After being banned from entering European ports, Icelandic whalers are using ports and railways in Canada to transport their whale meat to Japan.
A shipment of fin whale meat has already been transported across the North American country. It arrived at the eastern port of Halifax, Nova Scotia, in late January, before being transported to the west coast by rail.
Regulatory agency Environment Canada confirmed that it inspected the shipment in Halifax before giving it the green light to continue its journey by rail as neither Iceland nor Japan recognises the fin whale as an endangered species.
The new rail route across Canada shows the problems Icelandic whalers are now faced with when it comes to transporting their meat to Japan, where there is a huge market in the restaurant industry and even among pet food suppliers.
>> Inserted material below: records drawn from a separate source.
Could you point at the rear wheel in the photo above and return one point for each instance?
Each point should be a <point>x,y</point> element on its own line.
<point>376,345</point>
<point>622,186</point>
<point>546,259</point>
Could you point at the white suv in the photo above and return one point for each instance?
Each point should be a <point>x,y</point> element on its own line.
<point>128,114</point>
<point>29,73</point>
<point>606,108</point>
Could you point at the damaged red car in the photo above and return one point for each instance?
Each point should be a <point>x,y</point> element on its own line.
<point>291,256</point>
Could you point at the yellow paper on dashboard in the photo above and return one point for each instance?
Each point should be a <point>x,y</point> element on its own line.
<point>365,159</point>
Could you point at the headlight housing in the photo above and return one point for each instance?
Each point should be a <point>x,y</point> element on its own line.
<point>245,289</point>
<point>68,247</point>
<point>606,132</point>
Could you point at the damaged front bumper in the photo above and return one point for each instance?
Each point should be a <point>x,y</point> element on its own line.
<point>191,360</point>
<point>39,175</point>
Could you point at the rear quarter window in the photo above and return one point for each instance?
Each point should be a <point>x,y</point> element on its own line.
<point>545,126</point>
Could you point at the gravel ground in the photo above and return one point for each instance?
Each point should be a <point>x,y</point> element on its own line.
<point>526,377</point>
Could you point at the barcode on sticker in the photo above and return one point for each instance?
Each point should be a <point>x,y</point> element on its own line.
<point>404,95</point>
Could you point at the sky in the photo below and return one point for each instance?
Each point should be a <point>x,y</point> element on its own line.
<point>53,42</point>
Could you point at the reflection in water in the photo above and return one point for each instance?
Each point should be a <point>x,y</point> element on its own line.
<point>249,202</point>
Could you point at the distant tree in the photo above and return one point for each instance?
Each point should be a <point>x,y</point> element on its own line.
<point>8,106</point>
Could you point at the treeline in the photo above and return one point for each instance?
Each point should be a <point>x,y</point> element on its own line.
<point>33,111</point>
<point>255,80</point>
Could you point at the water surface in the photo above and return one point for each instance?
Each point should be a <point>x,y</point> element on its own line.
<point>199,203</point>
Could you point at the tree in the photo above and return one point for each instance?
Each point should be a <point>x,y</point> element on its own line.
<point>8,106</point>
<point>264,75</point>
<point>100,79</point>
The news that Canada has become the preferred route comes after European shipping firms started to refuse to transport the cargo and ports such as Hamburg and Rotterdam denied access for ships with whale meat cargo.
Environment Canada explained that even though the fin whale is protected in a number of international agreements and covered by the Convention on the International Trade in Endangered Species (CITES), the shipment could not be stopped because Iceland and Japan do not agree that the fin whale should be listed as an endangered species and the CITES agreement permits shipments through countries if the cargo does not leave customs controls.
Environment Canada gave no further information on the shipment because, according to a spokesman, details on inspections are not released unless they have resulted in a warning or action. Environment Canada also confirmed it was the first time whale meat has been transported through Canada.